Dans le but de minimiser les pertes après la récolte, les entreprises commencent à développer de nouvelles technologies afin d’aider les agriculteurs. Pour l’un de ces entrepreneurs, les causes des pertes après la récolte sont évidentes. «La majorité du gaspillage commence dans les exploitations parce que les agriculteurs ne reçoivent pas la visite de camions de livraison tous les jours», indique Nnaemeka Ikegwuonu, directeur général de Cold Hubs.

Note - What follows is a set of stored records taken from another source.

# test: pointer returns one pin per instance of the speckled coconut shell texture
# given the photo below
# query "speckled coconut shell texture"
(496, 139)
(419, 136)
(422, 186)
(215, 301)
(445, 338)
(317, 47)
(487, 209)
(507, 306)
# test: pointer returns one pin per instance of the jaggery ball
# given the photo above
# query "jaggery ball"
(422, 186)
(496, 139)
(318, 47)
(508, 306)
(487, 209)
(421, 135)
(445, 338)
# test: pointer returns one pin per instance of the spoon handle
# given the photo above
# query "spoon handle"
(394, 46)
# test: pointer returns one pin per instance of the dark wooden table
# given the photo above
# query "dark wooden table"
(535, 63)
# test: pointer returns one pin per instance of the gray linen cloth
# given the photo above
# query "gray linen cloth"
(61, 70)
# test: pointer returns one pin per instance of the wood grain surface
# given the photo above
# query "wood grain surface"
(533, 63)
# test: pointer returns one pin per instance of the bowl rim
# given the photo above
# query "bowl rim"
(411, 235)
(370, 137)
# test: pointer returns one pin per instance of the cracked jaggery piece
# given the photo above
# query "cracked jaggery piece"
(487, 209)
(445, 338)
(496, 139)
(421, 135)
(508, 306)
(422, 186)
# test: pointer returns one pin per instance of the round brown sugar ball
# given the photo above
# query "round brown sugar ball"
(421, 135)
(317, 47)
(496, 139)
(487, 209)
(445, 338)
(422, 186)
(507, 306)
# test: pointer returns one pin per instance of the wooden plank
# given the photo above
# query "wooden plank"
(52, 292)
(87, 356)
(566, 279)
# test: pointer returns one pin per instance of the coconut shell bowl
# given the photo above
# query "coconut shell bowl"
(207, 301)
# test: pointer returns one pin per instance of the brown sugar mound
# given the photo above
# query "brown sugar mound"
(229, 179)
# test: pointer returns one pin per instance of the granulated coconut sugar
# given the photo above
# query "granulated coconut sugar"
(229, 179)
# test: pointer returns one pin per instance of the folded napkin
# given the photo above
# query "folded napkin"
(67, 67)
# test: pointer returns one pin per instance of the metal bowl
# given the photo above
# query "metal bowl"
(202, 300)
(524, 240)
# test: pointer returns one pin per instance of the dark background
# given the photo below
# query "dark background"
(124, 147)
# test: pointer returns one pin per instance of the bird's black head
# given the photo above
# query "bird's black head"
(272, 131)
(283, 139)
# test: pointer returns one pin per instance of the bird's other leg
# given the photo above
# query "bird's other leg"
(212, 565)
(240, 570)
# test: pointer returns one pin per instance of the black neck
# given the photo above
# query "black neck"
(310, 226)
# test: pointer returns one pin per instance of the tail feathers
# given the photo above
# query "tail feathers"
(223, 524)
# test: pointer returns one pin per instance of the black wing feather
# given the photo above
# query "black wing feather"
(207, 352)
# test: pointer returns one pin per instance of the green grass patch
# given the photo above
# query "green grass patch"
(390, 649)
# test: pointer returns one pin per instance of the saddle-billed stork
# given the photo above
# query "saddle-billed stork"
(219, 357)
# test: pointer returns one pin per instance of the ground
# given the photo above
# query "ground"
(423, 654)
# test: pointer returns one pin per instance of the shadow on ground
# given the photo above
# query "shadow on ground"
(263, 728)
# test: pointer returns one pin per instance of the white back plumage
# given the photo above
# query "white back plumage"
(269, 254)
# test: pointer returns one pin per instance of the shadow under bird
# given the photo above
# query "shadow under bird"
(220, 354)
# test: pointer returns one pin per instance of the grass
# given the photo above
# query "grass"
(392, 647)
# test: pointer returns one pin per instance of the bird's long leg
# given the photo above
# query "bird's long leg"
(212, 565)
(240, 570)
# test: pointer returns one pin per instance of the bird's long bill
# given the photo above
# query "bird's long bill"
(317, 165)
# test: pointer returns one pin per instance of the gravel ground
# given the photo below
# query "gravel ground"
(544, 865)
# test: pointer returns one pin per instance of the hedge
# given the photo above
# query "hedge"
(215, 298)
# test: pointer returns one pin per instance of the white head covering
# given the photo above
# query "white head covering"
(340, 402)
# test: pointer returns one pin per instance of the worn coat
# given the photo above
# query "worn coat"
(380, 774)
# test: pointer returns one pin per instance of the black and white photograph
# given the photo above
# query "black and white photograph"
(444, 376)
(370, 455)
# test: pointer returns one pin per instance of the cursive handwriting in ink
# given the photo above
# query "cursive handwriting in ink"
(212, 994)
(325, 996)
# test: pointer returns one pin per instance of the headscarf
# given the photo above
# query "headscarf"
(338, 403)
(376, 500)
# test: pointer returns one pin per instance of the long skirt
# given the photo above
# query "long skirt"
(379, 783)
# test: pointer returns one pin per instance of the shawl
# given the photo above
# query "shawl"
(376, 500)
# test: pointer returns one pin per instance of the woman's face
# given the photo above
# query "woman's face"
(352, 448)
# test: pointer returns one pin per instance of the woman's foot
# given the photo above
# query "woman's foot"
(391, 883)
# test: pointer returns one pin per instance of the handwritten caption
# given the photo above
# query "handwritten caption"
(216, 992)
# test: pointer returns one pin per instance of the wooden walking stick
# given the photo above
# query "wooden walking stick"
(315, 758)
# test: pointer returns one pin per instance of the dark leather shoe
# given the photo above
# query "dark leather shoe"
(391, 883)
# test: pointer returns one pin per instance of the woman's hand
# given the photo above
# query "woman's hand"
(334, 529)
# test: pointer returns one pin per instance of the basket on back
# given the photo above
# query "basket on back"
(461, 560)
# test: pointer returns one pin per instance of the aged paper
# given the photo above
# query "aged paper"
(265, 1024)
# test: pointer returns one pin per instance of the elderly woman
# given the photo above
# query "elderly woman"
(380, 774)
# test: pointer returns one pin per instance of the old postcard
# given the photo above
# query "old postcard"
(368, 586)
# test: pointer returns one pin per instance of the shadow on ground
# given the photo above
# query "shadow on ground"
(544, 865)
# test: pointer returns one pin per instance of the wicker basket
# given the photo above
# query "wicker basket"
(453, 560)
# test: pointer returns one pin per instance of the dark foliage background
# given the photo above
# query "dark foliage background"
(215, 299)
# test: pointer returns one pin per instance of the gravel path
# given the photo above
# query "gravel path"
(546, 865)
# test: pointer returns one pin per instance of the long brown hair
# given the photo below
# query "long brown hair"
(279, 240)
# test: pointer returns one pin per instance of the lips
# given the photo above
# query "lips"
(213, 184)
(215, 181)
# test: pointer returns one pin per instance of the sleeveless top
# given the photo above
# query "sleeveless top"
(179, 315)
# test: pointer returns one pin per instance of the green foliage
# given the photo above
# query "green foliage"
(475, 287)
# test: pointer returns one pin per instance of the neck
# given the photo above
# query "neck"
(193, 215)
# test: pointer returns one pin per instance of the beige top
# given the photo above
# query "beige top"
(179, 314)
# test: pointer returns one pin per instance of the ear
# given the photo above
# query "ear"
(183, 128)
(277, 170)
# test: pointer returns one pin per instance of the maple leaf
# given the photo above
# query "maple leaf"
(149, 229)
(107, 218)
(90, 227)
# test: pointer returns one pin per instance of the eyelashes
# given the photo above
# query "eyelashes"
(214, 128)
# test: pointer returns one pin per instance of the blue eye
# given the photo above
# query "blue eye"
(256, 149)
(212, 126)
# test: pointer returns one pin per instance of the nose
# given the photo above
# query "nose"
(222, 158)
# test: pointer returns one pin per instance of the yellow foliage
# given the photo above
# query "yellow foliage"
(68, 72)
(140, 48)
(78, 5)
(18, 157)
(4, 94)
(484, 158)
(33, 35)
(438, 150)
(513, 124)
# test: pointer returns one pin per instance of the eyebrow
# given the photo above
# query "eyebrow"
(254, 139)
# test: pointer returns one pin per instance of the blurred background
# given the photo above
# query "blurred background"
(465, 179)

En 2011, le Programme alimentaire mondial de l’ONU estimait que les pertes annuelles de produits alimentaires en Afrique subsaharienne dépassaient 30% de la production agricole totale et coûtaient quelque 4 milliards de dollars aux agriculteurs chaque année. Cold Hubs propose une solution simple. L’entreprise installe des chambres froides près des fermes et des marchés dans le but de préserver les denrées lors de la période déterminante avant qu’ils n’aboutissent dans les mains du consommateur. Les tomates qui auraient pourri sur le lieu de production sont rapidement expédiées vers une unité réfrigérée voisine, pour laquelle les agriculteurs doivent verser environ 50 ¢ par caisse et par jour de réfrigération. C’est un modèle de paiement à la carte qui permet aux agriculteurs d’éviter les contrats d’entreposage coûteux, dont les prix élevés ne tiennent pas compte du type de production. Encore plus pratique dans un pays où on estime que 95 millions de personnes n’ont pas accès à l’électricité, cette réfrigération fonctionne entièrement à l’énergie solaire. Que les unités soient installées dans des villages ruraux isolés ou sur des marchés urbains animés, on peut recueillir l’énergie du soleil pour conserver plutôt que pour gâcher les produits. Il s’agit d’un modèle abordable et respectueux de l’environnement, libéré des infrastructures coûteuses, dont l’entreprise estime qu’il pourrait être rapidement déployé sur tout le continent, en commençant par une poursuite de son expansion au Nigeria, et par un système de franchises au Kenya. «Nous voulons installer 1.000 réfrigérateurs au Nigeria dans cinq ans, et à l’avenir, il pourrait y avoir 1 million d’unités partout en Afrique», affirme Ikegwuonu.  «Nous sommes très ambitieux car il existe beaucoup de débouchés: les chambres froides peuvent servir pour les écoles, les hôpitaux, les aéroports, partout où l’on a besoin de conserver des aliments».